Proust Le temps retrouvé Poche.jpg« La perception de ces vérités me causait de la joie ; pourtant il me semblait me rappeler que plus d’une d’entre elles, je l’avais découverte dans la souffrance, d’autres dans de bien médiocres plaisirs. Alors, moins éclatante sans doute que celle qui m’avait fait apercevoir que l’oeuvre d’art était le seul moyen de retrouver le Temps perdu, une nouvelle lumière se fit en moi. Et je compris que tous ces matériaux de l’oeuvre littéraire, c’était ma vie passée ; je compris qu’ils étaient venus à moi, dans les plaisirs frivoles, dans la paresse, dans la tendresse, dans la douleur emmagasinée par moi, sans que je devinasse plus leur destination, leur survivance même, que la graine mettant en réserve tous les aliments qui nourriront la plante. Comme la graine, je pourrais mourir quand la plante se serait développée, et je me trouvais avoir vécu pour elle sans le savoir, sans que jamais ma vie me parût devoir entrer jamais en contact avec ces livres que j’aurais voulu écrire et pour lesquels, quand je me mettais autrefois à ma table, je ne trouvais pas de sujet. Ainsi toute ma vie jusqu’à ce jour aurait pu et n’aurait pas pu être résumée sous ce titre : Une vocation. »

Marcel Proust, Le temps retrouvé

 

 

 

 

 

 

 

Commentaires

  • J’ai lu attentivement ce texte en m’attachant davantage sur la forme que sur le fond. … J’ai buté sur le premier paragraphe, très subtil, quant à sa forme tant orthographique que littéraire ! … "Subtilité" proustienne, sans doute. …

    « D’entre elles » s’accorde avec « vérités » (pluriel). … Si on continue « je l’avais découverte » (singulier). … et ce jeu de pluriel et singulier continue. … « subtilité » de langage proustien, sans doute. … Cependant, il faut une fameuse gymnastique des méninges pour comprendre. … C’est aussi sans doute là que réside le « génie » proustien de la manipulation et de la subtilité des phrases !!! … Beau sujet pour un prof de français ...

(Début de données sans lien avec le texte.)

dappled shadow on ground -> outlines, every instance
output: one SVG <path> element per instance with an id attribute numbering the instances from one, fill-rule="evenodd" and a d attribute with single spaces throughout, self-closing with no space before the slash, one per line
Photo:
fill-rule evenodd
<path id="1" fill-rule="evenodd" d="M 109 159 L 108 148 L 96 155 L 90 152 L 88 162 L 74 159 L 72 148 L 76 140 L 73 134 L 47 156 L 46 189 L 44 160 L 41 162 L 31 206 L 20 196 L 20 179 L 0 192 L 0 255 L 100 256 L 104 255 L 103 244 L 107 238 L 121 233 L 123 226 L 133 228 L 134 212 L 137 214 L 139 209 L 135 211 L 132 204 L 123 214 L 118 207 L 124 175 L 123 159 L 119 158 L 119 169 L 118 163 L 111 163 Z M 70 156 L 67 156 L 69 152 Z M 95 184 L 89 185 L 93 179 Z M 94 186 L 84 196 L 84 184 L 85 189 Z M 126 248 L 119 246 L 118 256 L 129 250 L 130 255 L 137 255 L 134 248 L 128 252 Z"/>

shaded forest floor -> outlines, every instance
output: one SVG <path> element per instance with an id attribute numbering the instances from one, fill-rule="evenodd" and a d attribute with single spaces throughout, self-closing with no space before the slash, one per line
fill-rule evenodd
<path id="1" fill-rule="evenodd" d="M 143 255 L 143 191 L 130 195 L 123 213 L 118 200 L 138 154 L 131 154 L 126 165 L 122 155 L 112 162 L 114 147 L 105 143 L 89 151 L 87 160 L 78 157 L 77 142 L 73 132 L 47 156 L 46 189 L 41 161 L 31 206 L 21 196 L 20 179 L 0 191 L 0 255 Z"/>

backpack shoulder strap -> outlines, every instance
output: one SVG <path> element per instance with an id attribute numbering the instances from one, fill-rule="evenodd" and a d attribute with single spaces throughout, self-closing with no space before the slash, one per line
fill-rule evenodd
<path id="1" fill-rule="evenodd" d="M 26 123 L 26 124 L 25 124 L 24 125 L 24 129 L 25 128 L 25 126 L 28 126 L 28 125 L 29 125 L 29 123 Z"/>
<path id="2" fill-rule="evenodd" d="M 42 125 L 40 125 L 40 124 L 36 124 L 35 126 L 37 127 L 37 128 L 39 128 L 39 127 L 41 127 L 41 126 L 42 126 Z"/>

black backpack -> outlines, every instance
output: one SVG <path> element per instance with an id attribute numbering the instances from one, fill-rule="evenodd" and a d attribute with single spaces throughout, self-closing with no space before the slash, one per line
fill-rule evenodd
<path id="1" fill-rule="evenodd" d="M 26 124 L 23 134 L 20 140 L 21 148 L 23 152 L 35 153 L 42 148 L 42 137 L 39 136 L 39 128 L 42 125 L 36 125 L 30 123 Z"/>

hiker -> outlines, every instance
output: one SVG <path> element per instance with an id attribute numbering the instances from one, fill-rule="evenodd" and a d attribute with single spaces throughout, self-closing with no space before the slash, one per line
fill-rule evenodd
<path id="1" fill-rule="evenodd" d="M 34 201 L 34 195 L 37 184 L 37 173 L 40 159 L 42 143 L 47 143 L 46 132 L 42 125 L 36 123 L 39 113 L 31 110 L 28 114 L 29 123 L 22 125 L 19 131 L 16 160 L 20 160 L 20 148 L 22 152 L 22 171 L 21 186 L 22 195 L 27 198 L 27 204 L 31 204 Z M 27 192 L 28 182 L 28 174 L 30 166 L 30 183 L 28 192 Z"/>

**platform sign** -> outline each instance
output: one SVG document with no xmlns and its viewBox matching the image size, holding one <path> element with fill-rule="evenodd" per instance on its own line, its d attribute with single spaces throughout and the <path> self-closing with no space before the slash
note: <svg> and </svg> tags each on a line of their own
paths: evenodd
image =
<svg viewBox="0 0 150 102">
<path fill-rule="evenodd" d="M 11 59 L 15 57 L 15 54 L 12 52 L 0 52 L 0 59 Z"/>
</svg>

  • Cela fait 2 ans que j'ai acheté dans la collection "Quarto Gallimard" A la recherche du temps perdu. Il faut que je m'y attelle sans tarder! Merci du rappel!

  • Comme Doulidelle j'ai rarement pu terminer un ouvrage de Proust, perdant souvent le fil du récit au détours d'une phrase "alambiquée".
    Je comprends que l'on ait de l'admiration pour cet écrivain, pour son style très reconnaissable et pour les réflexions qu'il transmet. Je me demande quand même s'il est à la portée de tous les lecteurs "de base" dont je fais partie.
    Ce n'est pas une accusation, bien au contraire, mais pour apprécier un livre il faut en avoir les clés. C'est peut-être ce qui manque à beaucoup aujourd'hui.
    Malgré tout, sans avoir toutes les clés ( certaines sont à usage unique), et lorsqu'on creuse un peu, l'esprit tourmenté et subtil de ce grand écrivain nous aide quand même à nous poser de multiples questions sur notre propre temps perdu ou retrouvé.
    Merci pour ce passage et pour le résumé (pas facile) dans le billet précédent.
    Très beau dimanche Tania

  • Jamais pu aller jusqu'au bout de ma lecture, pourtant ce n'est pas faute de m'y être accrochée mais mon esprit devient trop vagabond. Bon dimanche

  • Merci pour vos billets sur Proust.
    Merci pour cet incroyable extrait... c'est de la dentelle. Il faut le lire plusieurs fois pour l'apprécier pleinement. A chaque lecture un éclairage apparaît, quelle finesse dans la pensée, quelle délicatesse dans les sentiments ! Belle journée !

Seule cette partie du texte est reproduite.